Inzwischen ist in den USA das Erbgut von Mais, Soja, Raps oder Baumwolle oft so verändert, dass den Pflanzen das Herbizid Glyphosat nichts mehr anhaben kann. Aber auch Unkräuter werden resistent. Deshalb bringen die Hersteller von Pflanzenschutzmitteln jetzt neue, umstrittene Herbizidcocktails auf den Markt.

Von Heike Wipperfürth | 18.02.2015
    Amaranthus Palmeri ist eine Wildpflanze so gross wie ein Weihnachtsbaum. Die Ureinwohner haben früher Teile davon gegessen, doch die heutigen Amerikaner nennen solche Pflanzen "Superunkräuter". Bereits auf 2 Millionen Quadratkilometer Ackerboden in den USA haben sie sich inzwischen ausgebreitet -eine Fläche so groß wie der US Bundesstaat Michigan.
    Superunkräuter breiten sich aus
    Und die Pflanzen sind kaum zu stoppen: Schon seit Jahren tun sie es den gentechnisch veränderten Mais-, Soja- und Baumwollpflanzen gleich, die Monsanto vor zwanzig Jahren auf den Markt brachte - die Superunkräuter sind ebenso wie die Genpflanzen immun gegen das weitverbreitete Herbizid Glyphosat. Die Hersteller von Pflanzenschutzmitteln reagieren mit einer neuen Generation von Genpflanzen und Herbizidcocktails, um das an die Superunkräuter verlorenes Terrain so schnell wie möglich wieder zurückzuerobern.
    Neue transgene Mais und Sojapflanzen zugelassen
    So hat das US Agrarministerium erst kürzlich neue transgene Mais und Sojapflanzen von Dow Chemical zugelassen. Sie sind immun gegen ein Gemisch aus Glyphosat und dem Herbizid 2,4-D, das auf die Felder gesprüht werden soll, um die Unkräuter zu vernichten - und dessen Zulassung von der US Umweltschutzbehörde EPA genehmigt wurde. Auch Monsanto erhielt Mitte Januar die Zustimmung vom US Agrarministerium für seine gentechnisch veränderten Soja und Baumwollarten, denen einen Cocktail aus den Wirkstoffen Glyphosat und Dicamba nichts anhaben kann. Die neuen Produkte von Dow Chemical und Monsanto sind die Zukunft in der immer komplexer werdenden Welt der Unkrautbekämpfung.

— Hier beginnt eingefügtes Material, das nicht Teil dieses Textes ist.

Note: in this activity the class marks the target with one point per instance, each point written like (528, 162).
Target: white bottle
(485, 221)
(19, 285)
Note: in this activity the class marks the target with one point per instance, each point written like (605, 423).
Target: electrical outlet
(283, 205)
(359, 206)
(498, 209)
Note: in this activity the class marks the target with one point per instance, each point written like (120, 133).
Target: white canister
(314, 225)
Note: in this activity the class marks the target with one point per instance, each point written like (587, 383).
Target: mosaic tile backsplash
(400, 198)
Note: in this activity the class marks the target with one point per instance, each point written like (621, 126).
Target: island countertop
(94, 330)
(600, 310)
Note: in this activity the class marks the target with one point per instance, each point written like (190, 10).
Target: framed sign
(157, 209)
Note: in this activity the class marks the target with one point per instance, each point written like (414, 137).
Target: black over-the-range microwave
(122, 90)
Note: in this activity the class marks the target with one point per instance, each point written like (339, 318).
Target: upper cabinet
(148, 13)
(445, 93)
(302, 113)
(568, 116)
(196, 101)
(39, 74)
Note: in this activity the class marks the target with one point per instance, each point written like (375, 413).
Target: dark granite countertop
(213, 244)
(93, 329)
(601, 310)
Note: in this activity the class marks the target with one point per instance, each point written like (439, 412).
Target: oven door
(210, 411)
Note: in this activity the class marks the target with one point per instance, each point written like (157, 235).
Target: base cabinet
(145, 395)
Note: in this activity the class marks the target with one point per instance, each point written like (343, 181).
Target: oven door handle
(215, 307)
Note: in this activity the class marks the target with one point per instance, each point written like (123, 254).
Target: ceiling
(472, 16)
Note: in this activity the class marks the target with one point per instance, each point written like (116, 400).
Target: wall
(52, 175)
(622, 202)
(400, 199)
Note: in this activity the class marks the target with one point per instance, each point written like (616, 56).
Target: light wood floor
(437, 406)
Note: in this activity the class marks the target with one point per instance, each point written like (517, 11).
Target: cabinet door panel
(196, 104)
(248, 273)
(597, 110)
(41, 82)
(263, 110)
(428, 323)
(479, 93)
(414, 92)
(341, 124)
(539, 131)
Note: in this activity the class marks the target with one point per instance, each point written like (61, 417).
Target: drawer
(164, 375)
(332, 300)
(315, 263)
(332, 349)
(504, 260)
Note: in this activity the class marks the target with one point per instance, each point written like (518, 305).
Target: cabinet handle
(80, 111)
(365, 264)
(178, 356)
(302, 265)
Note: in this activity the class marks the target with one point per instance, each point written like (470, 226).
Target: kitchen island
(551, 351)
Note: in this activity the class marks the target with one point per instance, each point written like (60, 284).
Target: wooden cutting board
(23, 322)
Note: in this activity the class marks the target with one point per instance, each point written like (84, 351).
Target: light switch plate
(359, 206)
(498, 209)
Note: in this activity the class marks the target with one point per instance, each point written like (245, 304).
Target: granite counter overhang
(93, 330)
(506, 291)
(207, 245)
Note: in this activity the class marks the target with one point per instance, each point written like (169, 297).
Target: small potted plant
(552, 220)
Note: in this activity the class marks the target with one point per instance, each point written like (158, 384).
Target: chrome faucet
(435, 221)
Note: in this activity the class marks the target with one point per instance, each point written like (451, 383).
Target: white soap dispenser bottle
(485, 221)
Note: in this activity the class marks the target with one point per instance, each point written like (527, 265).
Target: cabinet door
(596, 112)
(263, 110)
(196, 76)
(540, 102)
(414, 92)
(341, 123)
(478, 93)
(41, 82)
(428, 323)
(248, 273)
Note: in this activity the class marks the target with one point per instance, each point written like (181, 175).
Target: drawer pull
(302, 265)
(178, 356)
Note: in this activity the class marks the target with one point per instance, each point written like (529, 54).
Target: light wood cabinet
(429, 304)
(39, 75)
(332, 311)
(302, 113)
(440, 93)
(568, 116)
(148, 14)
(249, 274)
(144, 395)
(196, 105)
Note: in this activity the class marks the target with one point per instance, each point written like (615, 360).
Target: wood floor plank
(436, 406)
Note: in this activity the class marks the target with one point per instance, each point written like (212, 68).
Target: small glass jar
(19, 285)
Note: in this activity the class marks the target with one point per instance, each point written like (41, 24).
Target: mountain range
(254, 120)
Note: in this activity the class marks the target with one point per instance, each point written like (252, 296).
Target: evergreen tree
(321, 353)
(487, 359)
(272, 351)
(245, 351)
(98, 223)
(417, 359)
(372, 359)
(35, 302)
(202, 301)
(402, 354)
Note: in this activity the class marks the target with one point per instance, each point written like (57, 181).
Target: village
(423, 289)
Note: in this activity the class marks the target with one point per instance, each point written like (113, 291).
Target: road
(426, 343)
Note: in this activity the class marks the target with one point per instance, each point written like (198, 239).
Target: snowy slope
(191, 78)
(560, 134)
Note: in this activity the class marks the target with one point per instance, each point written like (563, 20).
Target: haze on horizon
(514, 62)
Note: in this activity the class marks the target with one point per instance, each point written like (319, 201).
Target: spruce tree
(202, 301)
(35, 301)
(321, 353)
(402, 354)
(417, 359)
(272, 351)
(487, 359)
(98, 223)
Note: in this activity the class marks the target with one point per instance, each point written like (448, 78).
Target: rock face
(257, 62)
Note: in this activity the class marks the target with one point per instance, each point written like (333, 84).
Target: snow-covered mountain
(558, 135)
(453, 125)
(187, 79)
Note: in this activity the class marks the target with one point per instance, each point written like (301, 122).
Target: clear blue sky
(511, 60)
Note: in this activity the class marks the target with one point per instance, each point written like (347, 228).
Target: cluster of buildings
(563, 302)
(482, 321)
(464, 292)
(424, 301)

    "Die neuen Genpflanzen mit Immunität gegen 2,4-D und Dicamba wurden entwickelt, weil es keine anderen Alternativen gibt. Das sind zwar ältere Herbizide, doch es ist nun einmal sehr schwierig, neue Unkrautvernichter zu entwickeln. Ich glaube aber, dass viele Farmer auf die neuen Produkte von Dow Chemical und Monsanto zurückgreifen werden."
    Sagt Robert Hartzler, ein Herbizidforscher an der Iowa State Universität. Bislang wartet Monsanto noch auf die Genehmigung seines neuen Herbizids durch die Umweltschutzbehörde EPA. Das neue Pflanzengift von Dow Chemical wurden dagegen bereits in sechs US Bundesstaaten zugelassen – zehn weitere könnten im April dazukommen.

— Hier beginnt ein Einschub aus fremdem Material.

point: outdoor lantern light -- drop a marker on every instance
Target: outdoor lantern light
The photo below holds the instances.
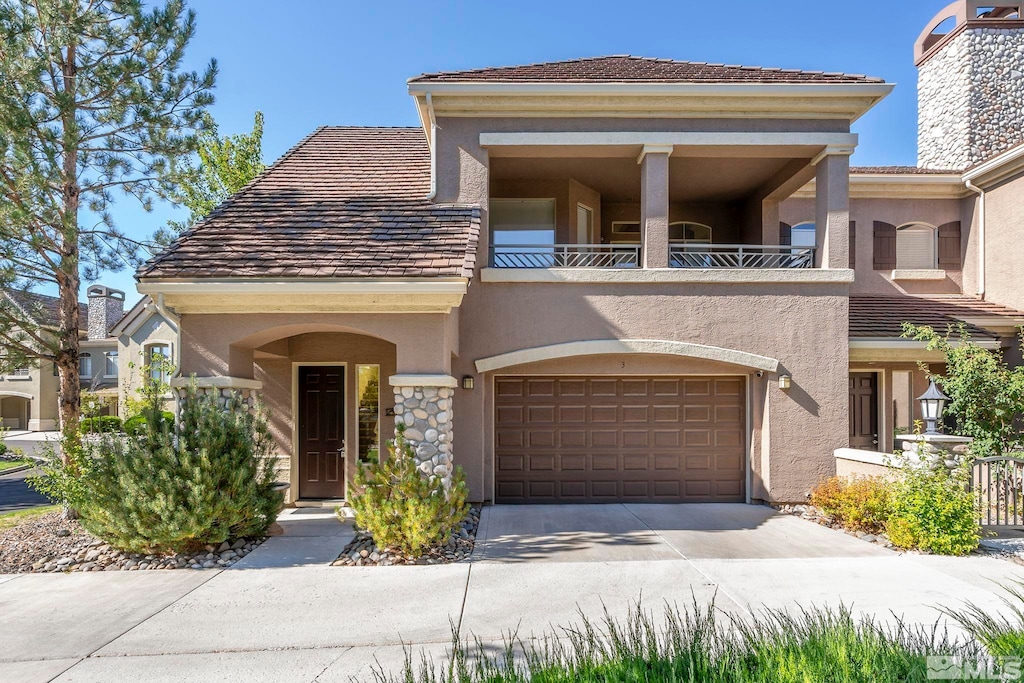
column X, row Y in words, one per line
column 933, row 402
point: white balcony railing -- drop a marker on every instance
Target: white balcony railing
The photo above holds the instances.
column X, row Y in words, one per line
column 565, row 256
column 740, row 256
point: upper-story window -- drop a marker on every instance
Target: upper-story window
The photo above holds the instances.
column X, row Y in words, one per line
column 804, row 235
column 916, row 247
column 111, row 364
column 689, row 233
column 522, row 222
column 85, row 366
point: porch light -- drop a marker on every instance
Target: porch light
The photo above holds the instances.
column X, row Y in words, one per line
column 933, row 402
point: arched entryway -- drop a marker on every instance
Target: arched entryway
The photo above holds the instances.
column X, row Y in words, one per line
column 15, row 411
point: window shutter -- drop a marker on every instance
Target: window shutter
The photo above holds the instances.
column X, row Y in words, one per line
column 949, row 246
column 885, row 246
column 853, row 244
column 784, row 233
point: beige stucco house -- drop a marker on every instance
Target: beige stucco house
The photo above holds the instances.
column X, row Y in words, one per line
column 615, row 279
column 114, row 346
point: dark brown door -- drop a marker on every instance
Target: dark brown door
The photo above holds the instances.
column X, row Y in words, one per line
column 322, row 431
column 608, row 439
column 864, row 411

    Umweltschützer beklagen mangelnde Analysearbeit
    Allerdings hat die US Regierung Dow Chemical und den Farmern zum ersten Mal strenge Regeln beim Umgang mit den neuen Herbiziden auferlegt. Damit Pflanzen außerhalb des Ackers nicht geschädigt werden, darf das Pflanzengift nur bei geringer Windstärke gesprüht werden. Hinzu kommt: Die Zulassung der neuen Pflanzen und Herbizide gilt nur für sechs Jahre und wird nicht erneuert, sollten sich neue Resistenzen entwickeln. Umweltschützer und Verbraucherverbände werfen der Umweltschützbehörde EPA in einer Gerichtsklage vor allem mangelnde Analysearbeit bei der Bewertung des Herbizids 2,4-D vor. Es könne die Parkinsonkrankheit und Immunschwächen hervorrufen. Und sie fordern die EPA auf, die Zulassung so schnell wie möglich wieder zurückzunehmen.

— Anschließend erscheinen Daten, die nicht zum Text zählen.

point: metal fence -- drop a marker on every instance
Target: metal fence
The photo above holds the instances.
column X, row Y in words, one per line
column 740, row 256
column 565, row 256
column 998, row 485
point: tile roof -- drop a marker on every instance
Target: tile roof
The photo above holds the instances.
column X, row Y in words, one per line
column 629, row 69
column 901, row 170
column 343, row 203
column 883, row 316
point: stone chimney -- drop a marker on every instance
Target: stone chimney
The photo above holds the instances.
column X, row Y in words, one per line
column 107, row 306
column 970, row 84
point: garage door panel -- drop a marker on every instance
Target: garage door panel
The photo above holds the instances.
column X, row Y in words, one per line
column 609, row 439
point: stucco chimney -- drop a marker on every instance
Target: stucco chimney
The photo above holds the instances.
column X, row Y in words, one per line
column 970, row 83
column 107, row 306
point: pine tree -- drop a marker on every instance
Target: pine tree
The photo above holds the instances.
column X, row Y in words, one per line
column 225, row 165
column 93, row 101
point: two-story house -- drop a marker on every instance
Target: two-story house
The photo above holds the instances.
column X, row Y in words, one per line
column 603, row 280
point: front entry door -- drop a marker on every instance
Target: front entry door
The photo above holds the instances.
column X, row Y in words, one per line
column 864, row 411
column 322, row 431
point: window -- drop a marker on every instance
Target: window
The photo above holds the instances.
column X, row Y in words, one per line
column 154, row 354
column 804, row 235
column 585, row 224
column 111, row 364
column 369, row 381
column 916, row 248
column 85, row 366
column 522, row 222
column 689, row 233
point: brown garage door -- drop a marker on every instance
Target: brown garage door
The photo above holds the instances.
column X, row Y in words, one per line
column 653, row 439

    "Diese Pestizide gelangen in das Grundwasser und die Trinkwasserversorgung. Sie können weite Strecken durch die Luft zurücklegen. Sie bedrohen Menschen, Tiere und Pflanzen nah und fern."
    Warnt Paul Achiloff von der Umweltschutzkanzlei Earth Justice. Umweltschützer befürchten zudem, dass sich der Herbizidverbrauch in den USA aufgrund der neuen Produkte um bis zu 77 Millionen Kilogramm pro Jahr erhöhen könnte. Eine andere Lösung gebe es aber derzeit nicht, sagt der Herbizidforscher Robert Hartzler.
    "Ja, wir müssen neue Wege in der US Agrarindustrie finden, mit weniger Monokultur und Herbiziden und mehr Diversität. Aber aus ökonomischen Gründen ist das für die meisten Farmer zur Zeit nicht möglich."
    Auch wenn viele US Verbraucher genetisch veränderte Lebensmittel ablehnen - bei der Debatte um die nächste Generation der Gen-Pflanzen und Giftmittel haben sie wenig zu melden. Sie wissen noch nicht einmal, was sie einkaufen. Gentechnisch veränderte Lebensmittel müssen in den USA nicht gekennzeichnet werden.